The company’s apparel manufacturers have teamed up to proactively embrace the onslaught of legislation changes that could begin affecting the fashion and apparel industries in the coming years.
Sri Lanka’s manufacturers have linked with Global Language of Business (GS1), the Asian Development Bank (ADB) and International Financial Reporting Standards (IFRS) to usher in an era focused on transparency and traceability.
The entities announced that, going forward, all pieces of apparel coming out of Sri Lanka will have a QR code tag affixed to them. Scanning the QR code will show stakeholders information about the brand, the materials used for the product, care instructions, guidelines for end of life, supply chain traceability and more.
Putting QR code tags to good use
Nick Allison, general manager government of GS1 New Zealand, explained that the new QR code tags will be accessible to consumers and worthwhile for stakeholders who need access to nitty-gritty details.
“QR codes powered by GS1 will appear familiar to consumers—they look just like standard QR Codes, but they also carry a barcode number (GTIN) and can do many more things than usual QR codes. Think of it as a supercharged QR code opening the door to dynamic data that can be updated on every aspect of an apparel item,” Allison said.
“In the Sri Lanka project, GS1 is helping industry digitally share the likely ESG information requirements so that export market access is facilitated.”
Status of Sri Lanka apparel among competitors
According to the Joint Apparel Association Forum Sri Lanka, in 2023, the country exported just over $4.5 billion in apparel products to global markets, which was down over $1 billion from 2022’s record-high global export total of nearly $5.6 billion.
Though those figures lag behind the likes of China, Vietnam and Bangladesh, the Ceylon Chamber of Commerce released data in February that 39 percent of Sri Lankan exporters expect to see moderate growth in the country’s economy in 2024.
Some fashion brands, like Mara Hoffman and Coach, have already introduced digital passport-style tags on some of their items and product lines.

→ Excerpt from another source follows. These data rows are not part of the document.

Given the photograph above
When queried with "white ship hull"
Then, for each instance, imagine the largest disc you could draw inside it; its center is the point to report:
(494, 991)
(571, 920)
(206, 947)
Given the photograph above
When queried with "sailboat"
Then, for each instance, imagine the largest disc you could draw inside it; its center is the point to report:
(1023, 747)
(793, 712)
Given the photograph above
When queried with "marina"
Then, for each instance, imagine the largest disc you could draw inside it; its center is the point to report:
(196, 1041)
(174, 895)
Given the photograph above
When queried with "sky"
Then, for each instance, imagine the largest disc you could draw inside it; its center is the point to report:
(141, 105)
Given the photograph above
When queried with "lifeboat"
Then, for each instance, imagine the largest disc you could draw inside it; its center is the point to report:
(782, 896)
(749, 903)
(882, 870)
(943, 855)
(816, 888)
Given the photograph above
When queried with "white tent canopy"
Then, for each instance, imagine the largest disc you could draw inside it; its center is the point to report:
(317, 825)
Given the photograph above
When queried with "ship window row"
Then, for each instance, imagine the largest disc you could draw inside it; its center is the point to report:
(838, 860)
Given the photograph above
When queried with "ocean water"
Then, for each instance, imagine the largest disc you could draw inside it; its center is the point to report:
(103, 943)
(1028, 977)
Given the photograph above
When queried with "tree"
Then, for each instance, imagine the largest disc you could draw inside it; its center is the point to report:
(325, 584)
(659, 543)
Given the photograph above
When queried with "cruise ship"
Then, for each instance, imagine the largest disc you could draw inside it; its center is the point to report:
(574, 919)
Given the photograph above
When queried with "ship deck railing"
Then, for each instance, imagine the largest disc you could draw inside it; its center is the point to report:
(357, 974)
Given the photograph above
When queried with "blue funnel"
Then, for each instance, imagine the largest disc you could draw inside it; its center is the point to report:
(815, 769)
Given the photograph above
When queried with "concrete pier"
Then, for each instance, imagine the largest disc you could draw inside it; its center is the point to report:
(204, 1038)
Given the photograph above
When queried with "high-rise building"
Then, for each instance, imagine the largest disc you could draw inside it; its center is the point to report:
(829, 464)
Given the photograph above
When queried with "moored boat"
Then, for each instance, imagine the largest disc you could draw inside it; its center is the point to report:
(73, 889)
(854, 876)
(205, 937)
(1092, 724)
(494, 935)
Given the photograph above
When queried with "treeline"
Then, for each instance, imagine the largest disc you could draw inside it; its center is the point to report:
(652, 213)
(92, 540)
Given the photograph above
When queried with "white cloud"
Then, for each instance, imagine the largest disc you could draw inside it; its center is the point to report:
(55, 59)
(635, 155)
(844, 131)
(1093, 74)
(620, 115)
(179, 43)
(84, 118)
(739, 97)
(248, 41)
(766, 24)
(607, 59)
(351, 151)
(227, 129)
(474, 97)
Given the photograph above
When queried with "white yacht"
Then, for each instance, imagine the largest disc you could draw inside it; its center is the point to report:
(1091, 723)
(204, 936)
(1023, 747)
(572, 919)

But global adoption has not yet occurred.
External legislative considerations
Sri Lanka’s legislative policies did not dictate this move.
The country may be putting itself ahead of competing apparel exporters in South Asia as existing and pending regulations in the United States, United Kingdom and European Union indicate a concerted effort to dictate stronger supply chain transparency.
“Being ahead of trends and requirements, and having the digital knowhow, will help the industry expand its attractiveness to more global brands, many of which already see Sri Lanka as a choice location for manufacturing,” Allison said.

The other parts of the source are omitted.